In a decision that could affect the flow of data from Europe to the U.S., a senior European Union legal official has advised the EU's Court of Justice that the U.S. cannot ensure adequate privacy protections of European Facebook subs' information transferred to U.S. servers due to mass government surveillance and that a 2000 safe harbor agreement that suggested the U.S. did provide that adequate security is invalid.
Advocate General Yves Bot was providing guidance to the court, which had asked whether that safe harbor agreement precluded investigating a complaint that, in light of the Edward Snowden revelations about NSA surveillance activities, the U.S. offered no real protections, the safe harbor agreement notwithstanding.
AG Bot said that it was clear that "the law and practice of the United States allow the large-scale collection of the personal data of citizens of the EU which is transferred, without those citizens benefiting from effective judicial protection."
In addition, Bot said that "the access enjoyed by the United States intelligence services to the transferred data constitutes an interference with the right to respect for private life and the right to protection of personal data," and that EU citizens' inability to be heard in the U.S. about their concerns over surveillance interferes with their right to an effective remedy to surveillance that is "Mass" and "indiscriminate."
The European Commission is currently negotiating with the U.S. on some of the safe harbors "shortcomings," Bot concedes, but says the EC should have suspended that safe harbor decision since by the very fact of negotiating new protections it was conceding the 2000 decision was no longer "adapted to the reality of the situation."
Bot's opinion is not binding on the Court of Justice.

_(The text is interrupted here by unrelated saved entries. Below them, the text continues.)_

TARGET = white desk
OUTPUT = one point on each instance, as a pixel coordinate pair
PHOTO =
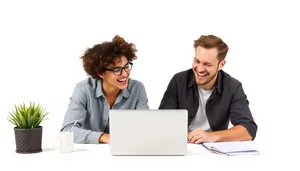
(88, 157)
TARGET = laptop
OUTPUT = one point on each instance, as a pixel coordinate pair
(148, 132)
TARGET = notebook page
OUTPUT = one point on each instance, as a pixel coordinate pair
(228, 147)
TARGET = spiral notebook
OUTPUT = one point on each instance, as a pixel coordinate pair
(231, 148)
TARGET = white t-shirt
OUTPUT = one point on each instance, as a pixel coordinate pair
(200, 120)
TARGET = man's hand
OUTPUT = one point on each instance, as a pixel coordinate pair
(198, 136)
(104, 138)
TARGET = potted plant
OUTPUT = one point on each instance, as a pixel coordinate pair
(28, 131)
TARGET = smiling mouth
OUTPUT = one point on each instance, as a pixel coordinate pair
(202, 75)
(122, 80)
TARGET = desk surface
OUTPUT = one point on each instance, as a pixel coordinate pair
(97, 157)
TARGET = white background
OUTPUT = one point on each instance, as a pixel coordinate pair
(41, 42)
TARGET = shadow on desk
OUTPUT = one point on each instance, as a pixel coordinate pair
(53, 149)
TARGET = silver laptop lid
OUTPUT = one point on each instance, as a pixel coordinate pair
(148, 132)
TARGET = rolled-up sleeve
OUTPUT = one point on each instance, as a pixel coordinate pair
(77, 112)
(240, 113)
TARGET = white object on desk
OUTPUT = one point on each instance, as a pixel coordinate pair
(148, 132)
(64, 142)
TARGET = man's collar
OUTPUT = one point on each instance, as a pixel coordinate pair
(218, 85)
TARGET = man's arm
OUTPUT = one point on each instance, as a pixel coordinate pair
(244, 128)
(169, 100)
(77, 112)
(240, 115)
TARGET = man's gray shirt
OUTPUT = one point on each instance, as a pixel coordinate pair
(90, 110)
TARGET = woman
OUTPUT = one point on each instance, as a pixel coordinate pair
(108, 87)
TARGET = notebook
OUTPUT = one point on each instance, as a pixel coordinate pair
(231, 148)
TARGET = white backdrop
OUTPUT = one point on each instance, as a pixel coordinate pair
(41, 42)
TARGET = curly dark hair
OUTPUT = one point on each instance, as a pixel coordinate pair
(97, 58)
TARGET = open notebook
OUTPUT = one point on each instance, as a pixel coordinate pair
(230, 148)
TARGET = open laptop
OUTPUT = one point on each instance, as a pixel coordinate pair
(148, 132)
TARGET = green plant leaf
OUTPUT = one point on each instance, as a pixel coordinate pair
(27, 117)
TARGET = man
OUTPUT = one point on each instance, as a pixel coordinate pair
(211, 96)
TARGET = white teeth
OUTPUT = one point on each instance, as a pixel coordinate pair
(124, 79)
(202, 75)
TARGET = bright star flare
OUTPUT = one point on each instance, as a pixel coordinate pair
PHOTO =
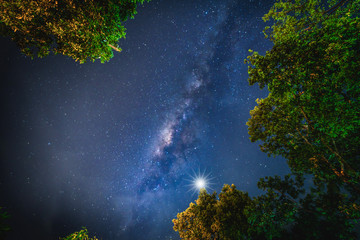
(199, 181)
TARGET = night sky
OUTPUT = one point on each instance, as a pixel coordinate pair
(114, 146)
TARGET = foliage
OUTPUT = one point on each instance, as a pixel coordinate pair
(209, 218)
(312, 114)
(81, 29)
(81, 235)
(285, 212)
(4, 227)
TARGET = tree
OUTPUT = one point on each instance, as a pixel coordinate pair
(81, 29)
(209, 218)
(312, 114)
(81, 235)
(286, 211)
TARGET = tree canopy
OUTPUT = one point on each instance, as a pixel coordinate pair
(209, 218)
(312, 118)
(82, 29)
(80, 235)
(312, 114)
(286, 211)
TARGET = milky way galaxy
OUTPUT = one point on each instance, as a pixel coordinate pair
(112, 146)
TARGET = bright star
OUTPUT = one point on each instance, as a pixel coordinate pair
(199, 181)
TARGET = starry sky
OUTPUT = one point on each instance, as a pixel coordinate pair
(114, 146)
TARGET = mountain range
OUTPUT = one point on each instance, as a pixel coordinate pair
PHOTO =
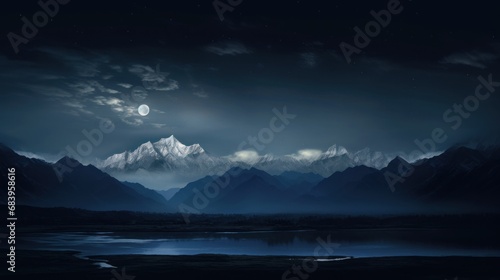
(457, 181)
(169, 155)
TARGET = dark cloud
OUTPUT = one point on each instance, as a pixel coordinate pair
(217, 83)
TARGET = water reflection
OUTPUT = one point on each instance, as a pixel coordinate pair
(356, 243)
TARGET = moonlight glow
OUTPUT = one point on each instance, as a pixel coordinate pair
(143, 110)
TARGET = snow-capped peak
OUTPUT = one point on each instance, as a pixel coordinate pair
(172, 146)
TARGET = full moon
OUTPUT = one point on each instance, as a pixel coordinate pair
(143, 110)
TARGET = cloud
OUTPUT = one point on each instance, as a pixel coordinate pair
(200, 94)
(246, 156)
(309, 59)
(117, 68)
(77, 107)
(228, 48)
(474, 59)
(159, 125)
(126, 112)
(102, 88)
(49, 91)
(154, 79)
(82, 88)
(125, 85)
(307, 154)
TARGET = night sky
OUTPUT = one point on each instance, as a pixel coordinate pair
(217, 82)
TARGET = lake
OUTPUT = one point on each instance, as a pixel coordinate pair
(352, 243)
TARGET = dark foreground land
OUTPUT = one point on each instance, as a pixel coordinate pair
(31, 264)
(64, 265)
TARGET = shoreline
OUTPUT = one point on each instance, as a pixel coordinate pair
(66, 264)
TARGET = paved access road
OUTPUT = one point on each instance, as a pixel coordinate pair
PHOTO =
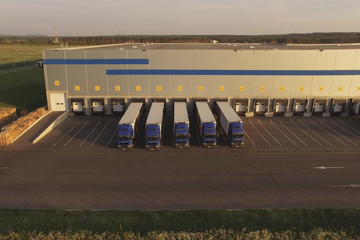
(84, 170)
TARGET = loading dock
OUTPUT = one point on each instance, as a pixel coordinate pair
(57, 101)
(77, 106)
(97, 106)
(117, 106)
(338, 106)
(320, 106)
(280, 106)
(241, 106)
(260, 106)
(300, 106)
(355, 110)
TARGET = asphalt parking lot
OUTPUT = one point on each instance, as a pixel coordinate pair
(93, 132)
(285, 163)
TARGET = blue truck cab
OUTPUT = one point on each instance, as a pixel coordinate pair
(230, 122)
(153, 126)
(206, 124)
(236, 133)
(182, 135)
(181, 125)
(209, 134)
(153, 136)
(129, 125)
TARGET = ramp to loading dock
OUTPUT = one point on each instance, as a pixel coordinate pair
(37, 128)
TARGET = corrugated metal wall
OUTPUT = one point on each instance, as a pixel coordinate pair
(92, 80)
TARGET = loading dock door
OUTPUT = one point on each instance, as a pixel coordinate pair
(57, 101)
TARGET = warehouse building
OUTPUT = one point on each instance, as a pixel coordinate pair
(253, 78)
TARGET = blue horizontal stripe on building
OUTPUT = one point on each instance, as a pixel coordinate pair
(231, 72)
(94, 61)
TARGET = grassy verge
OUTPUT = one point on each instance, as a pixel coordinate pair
(143, 222)
(21, 52)
(24, 90)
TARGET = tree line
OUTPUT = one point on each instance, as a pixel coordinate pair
(296, 38)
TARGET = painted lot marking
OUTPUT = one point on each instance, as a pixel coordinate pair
(283, 133)
(107, 145)
(353, 129)
(346, 186)
(92, 144)
(75, 134)
(90, 133)
(312, 132)
(325, 168)
(260, 133)
(247, 135)
(330, 134)
(292, 133)
(197, 134)
(269, 133)
(66, 134)
(339, 133)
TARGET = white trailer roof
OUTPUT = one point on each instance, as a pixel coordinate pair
(228, 112)
(156, 113)
(131, 113)
(180, 112)
(204, 112)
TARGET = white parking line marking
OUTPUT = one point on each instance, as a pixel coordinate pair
(292, 133)
(224, 139)
(283, 133)
(107, 145)
(92, 144)
(90, 133)
(305, 132)
(260, 133)
(246, 134)
(340, 133)
(325, 168)
(328, 133)
(75, 134)
(66, 134)
(197, 133)
(269, 132)
(353, 129)
(347, 186)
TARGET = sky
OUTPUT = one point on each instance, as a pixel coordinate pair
(181, 17)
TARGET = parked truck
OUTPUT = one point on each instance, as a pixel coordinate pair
(206, 124)
(231, 123)
(129, 125)
(153, 126)
(181, 125)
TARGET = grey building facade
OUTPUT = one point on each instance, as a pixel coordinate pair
(246, 74)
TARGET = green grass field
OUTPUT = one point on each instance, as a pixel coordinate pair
(24, 90)
(346, 221)
(18, 53)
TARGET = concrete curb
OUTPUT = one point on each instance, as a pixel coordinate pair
(30, 127)
(54, 124)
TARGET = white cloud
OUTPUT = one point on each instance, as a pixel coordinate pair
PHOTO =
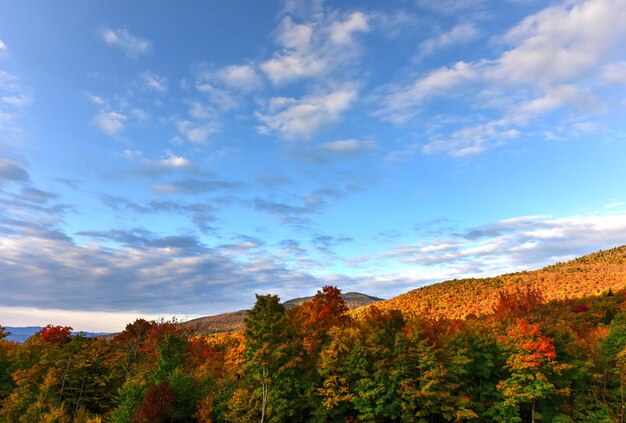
(95, 99)
(519, 243)
(109, 122)
(313, 49)
(401, 104)
(197, 132)
(450, 7)
(346, 146)
(286, 68)
(553, 63)
(154, 82)
(14, 97)
(132, 45)
(562, 42)
(240, 77)
(175, 161)
(341, 31)
(17, 101)
(472, 140)
(295, 36)
(459, 34)
(297, 118)
(615, 73)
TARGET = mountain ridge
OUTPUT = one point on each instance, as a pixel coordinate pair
(589, 275)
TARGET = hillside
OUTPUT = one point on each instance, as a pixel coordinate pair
(353, 300)
(589, 275)
(228, 322)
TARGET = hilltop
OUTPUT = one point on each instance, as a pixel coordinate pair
(587, 276)
(233, 321)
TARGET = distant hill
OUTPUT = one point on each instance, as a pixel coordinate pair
(22, 333)
(590, 275)
(352, 299)
(228, 322)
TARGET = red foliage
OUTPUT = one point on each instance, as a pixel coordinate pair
(520, 300)
(532, 348)
(55, 334)
(138, 330)
(316, 316)
(3, 332)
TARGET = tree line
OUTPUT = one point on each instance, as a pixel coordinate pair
(527, 361)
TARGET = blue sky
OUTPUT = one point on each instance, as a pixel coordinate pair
(160, 159)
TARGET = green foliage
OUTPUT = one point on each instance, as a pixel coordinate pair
(531, 357)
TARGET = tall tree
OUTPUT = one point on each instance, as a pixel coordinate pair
(264, 326)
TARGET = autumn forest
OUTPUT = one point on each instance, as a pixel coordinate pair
(546, 345)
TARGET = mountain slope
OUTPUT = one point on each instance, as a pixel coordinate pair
(589, 275)
(228, 322)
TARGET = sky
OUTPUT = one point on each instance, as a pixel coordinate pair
(170, 159)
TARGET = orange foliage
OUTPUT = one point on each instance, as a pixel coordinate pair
(587, 276)
(55, 334)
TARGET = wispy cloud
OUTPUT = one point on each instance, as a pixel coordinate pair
(240, 77)
(546, 69)
(193, 186)
(132, 45)
(299, 118)
(109, 122)
(154, 81)
(459, 34)
(10, 170)
(314, 48)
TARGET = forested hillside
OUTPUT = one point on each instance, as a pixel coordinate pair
(228, 322)
(526, 359)
(590, 275)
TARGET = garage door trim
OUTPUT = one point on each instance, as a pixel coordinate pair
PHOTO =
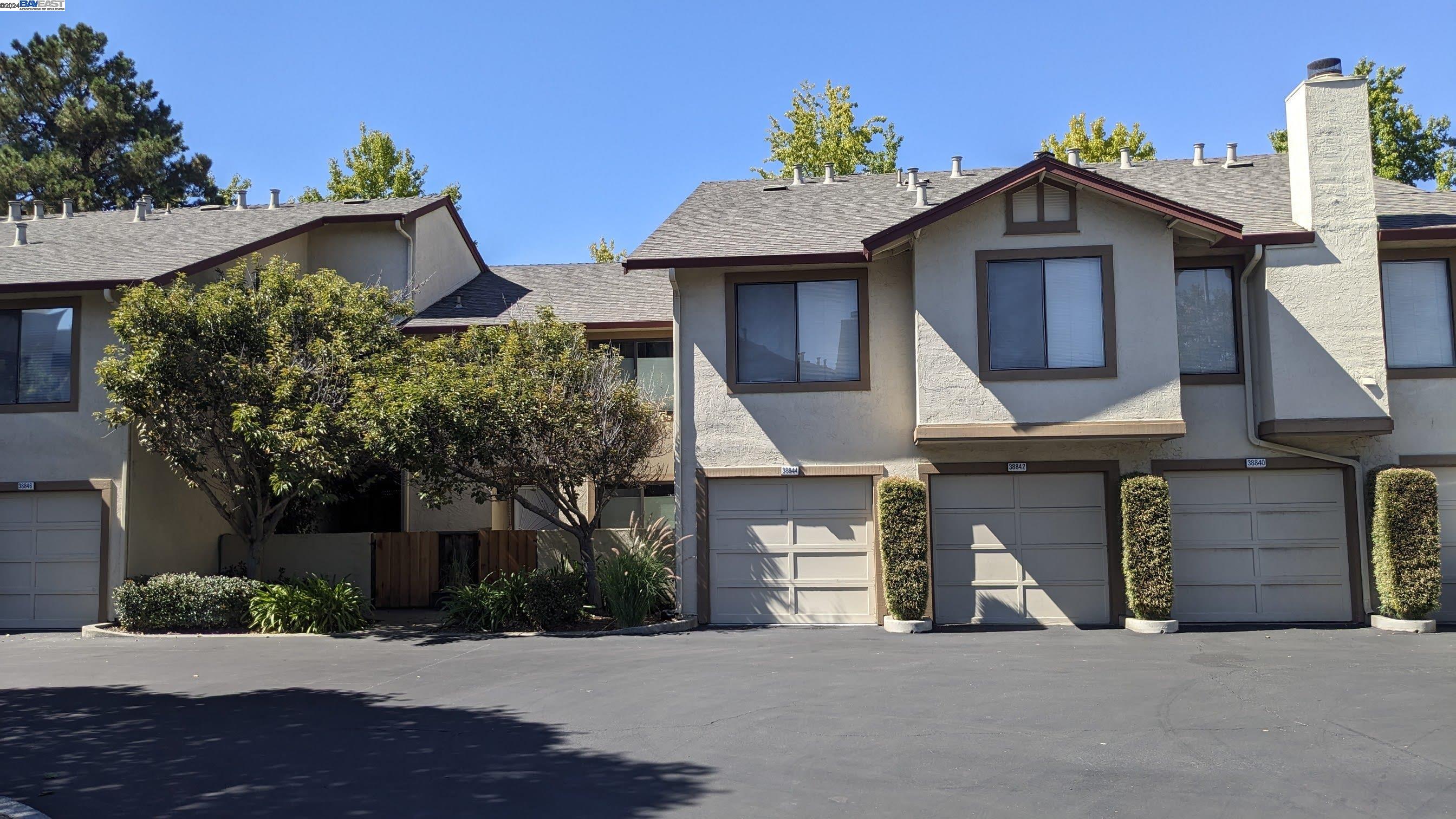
(702, 519)
(104, 489)
(1116, 586)
(1347, 478)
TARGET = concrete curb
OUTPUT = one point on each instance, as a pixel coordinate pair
(12, 809)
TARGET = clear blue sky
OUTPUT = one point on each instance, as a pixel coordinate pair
(570, 121)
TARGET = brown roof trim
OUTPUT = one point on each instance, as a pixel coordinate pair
(778, 260)
(1055, 168)
(462, 327)
(1416, 233)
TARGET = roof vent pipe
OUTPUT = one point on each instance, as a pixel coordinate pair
(1327, 66)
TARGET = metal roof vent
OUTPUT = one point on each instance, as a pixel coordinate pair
(1327, 66)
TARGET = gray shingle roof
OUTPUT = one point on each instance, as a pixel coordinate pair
(587, 294)
(109, 247)
(743, 218)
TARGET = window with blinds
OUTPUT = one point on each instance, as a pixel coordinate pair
(1419, 330)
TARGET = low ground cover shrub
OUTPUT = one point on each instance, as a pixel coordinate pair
(1148, 547)
(309, 605)
(903, 547)
(637, 577)
(184, 602)
(1406, 544)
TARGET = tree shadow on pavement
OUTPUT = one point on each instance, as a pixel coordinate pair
(126, 751)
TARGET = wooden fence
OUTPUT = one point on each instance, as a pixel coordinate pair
(408, 571)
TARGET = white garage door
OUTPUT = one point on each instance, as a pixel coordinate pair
(1260, 547)
(50, 558)
(1019, 548)
(1446, 486)
(790, 550)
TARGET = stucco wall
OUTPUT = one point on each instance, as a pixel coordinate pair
(1146, 385)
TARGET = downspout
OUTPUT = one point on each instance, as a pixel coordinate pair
(1253, 429)
(410, 258)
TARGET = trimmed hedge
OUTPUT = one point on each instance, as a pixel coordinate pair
(1406, 544)
(1148, 547)
(184, 602)
(903, 547)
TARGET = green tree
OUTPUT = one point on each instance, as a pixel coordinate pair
(376, 170)
(494, 410)
(604, 251)
(268, 416)
(79, 125)
(823, 130)
(1097, 145)
(1402, 146)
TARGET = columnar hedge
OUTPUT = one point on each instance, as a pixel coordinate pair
(903, 547)
(1148, 547)
(1406, 544)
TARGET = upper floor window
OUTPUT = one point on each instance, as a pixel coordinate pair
(1046, 314)
(1042, 207)
(648, 363)
(1419, 332)
(37, 356)
(1207, 324)
(797, 332)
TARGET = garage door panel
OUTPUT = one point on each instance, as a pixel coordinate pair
(1215, 564)
(974, 528)
(1212, 526)
(832, 566)
(1034, 492)
(1082, 605)
(1049, 564)
(976, 492)
(1063, 526)
(1323, 525)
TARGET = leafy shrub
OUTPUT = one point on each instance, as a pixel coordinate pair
(903, 547)
(1406, 543)
(637, 579)
(1148, 547)
(309, 605)
(184, 602)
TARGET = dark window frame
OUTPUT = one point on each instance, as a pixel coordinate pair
(73, 404)
(731, 283)
(983, 258)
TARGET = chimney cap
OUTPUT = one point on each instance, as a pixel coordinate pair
(1324, 66)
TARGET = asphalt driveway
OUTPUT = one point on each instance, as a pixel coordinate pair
(778, 722)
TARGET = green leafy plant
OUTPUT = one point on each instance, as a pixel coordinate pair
(309, 605)
(184, 602)
(1406, 543)
(1148, 547)
(903, 547)
(637, 577)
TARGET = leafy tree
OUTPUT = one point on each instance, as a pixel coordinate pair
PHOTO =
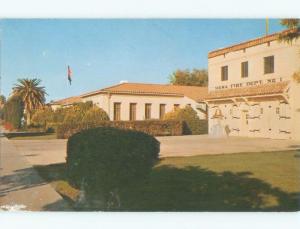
(2, 101)
(294, 25)
(196, 77)
(32, 94)
(13, 111)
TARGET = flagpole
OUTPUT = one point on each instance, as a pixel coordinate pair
(267, 26)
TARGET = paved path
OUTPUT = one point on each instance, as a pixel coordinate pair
(21, 187)
(206, 145)
(43, 152)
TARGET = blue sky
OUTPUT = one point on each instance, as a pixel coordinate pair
(104, 52)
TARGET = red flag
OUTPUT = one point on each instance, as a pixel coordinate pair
(69, 74)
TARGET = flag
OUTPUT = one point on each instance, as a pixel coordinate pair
(69, 74)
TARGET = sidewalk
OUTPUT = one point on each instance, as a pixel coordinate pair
(20, 185)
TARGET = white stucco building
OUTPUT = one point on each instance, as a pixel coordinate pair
(137, 101)
(251, 90)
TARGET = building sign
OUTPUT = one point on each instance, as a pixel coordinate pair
(248, 84)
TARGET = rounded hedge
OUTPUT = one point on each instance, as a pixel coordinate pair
(104, 160)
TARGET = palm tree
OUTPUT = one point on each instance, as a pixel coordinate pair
(294, 25)
(32, 95)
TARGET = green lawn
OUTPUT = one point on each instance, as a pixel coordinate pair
(31, 136)
(267, 181)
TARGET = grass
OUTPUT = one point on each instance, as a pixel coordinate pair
(266, 181)
(31, 136)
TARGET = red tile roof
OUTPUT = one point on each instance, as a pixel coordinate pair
(67, 101)
(264, 89)
(193, 92)
(250, 43)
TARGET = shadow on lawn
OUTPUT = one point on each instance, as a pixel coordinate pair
(195, 189)
(20, 180)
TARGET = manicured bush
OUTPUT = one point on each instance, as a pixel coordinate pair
(192, 123)
(13, 111)
(103, 161)
(42, 117)
(152, 127)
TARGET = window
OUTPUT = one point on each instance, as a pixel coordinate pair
(162, 110)
(244, 69)
(148, 111)
(132, 111)
(269, 64)
(117, 111)
(224, 73)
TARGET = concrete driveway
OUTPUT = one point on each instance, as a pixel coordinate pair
(43, 152)
(204, 144)
(21, 188)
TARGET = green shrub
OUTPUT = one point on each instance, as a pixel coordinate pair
(103, 161)
(73, 117)
(192, 123)
(95, 114)
(152, 127)
(42, 117)
(13, 111)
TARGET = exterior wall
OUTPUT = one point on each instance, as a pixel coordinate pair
(286, 58)
(106, 103)
(267, 117)
(295, 105)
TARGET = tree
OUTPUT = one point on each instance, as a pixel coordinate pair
(13, 111)
(2, 101)
(290, 37)
(32, 95)
(294, 25)
(196, 77)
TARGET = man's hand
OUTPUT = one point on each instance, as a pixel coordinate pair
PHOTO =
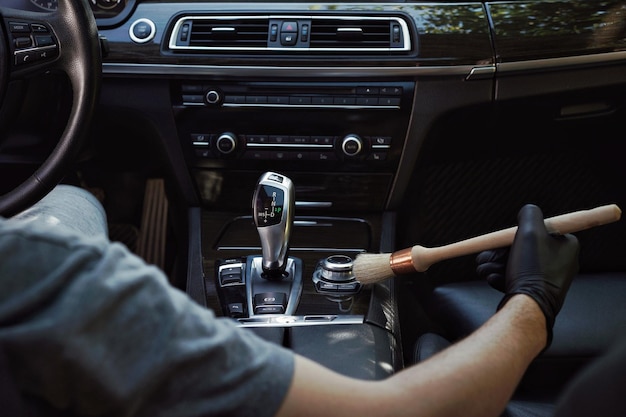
(539, 264)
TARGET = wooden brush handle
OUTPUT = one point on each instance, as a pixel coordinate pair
(422, 258)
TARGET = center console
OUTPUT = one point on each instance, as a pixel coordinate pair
(340, 142)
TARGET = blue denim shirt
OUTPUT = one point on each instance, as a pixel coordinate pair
(89, 327)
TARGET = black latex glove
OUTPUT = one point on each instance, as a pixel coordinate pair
(539, 264)
(491, 266)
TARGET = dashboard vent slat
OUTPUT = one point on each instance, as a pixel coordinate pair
(338, 33)
(228, 33)
(367, 35)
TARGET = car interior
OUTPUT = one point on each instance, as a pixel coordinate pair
(253, 149)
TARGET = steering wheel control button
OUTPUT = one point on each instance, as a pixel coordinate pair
(142, 30)
(32, 42)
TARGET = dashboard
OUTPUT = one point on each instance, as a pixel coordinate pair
(104, 10)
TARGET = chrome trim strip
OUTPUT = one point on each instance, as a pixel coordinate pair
(308, 106)
(294, 249)
(554, 63)
(288, 145)
(311, 204)
(285, 72)
(293, 321)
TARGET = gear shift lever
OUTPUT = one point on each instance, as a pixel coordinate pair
(273, 206)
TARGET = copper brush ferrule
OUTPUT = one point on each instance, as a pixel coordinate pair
(401, 262)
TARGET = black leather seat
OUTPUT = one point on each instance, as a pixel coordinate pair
(592, 319)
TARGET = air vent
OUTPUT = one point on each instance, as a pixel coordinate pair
(286, 33)
(357, 34)
(230, 33)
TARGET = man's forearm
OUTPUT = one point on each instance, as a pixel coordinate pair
(478, 375)
(475, 377)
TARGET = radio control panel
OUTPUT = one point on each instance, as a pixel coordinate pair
(357, 126)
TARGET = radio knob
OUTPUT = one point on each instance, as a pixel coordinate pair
(226, 143)
(352, 145)
(213, 97)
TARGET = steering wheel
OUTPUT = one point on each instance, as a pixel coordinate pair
(69, 43)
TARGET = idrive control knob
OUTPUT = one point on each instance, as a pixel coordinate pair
(334, 276)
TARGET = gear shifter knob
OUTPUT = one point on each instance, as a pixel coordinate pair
(273, 206)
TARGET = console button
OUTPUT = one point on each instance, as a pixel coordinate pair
(270, 303)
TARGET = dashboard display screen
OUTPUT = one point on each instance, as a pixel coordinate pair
(269, 206)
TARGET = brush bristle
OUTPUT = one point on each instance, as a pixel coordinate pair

Jeff Chester, executive director of the Center for Digital Democracy, called the decision "a powerful rebuke against the way U.S. data companies gather information from the EU; raises the legality of the so-called data exchange agreement between the U.S. and EU (Safe Harbor) and sets stage for a court ruling that could overturn that agreement."
“The Advocate General’s opinion puts the nail in the coffin of Safe Harbor," said European consumer group BEUC. "This agreement fails to protect European’s personal data. We hope the European Court of Justice will follow this line and stop the mass-circumvention of EU data protection rules. We welcome the Advocate General’s point of view that national data protection authorities have the responsibility to investigate infringements committed by foreign companies under Safe Harbor. The European Commission, which is currently renegotiating Safe Harbor, received today a clear message that the transfer of European citizens’ data cannot be based on self-assessment by U.S. companies.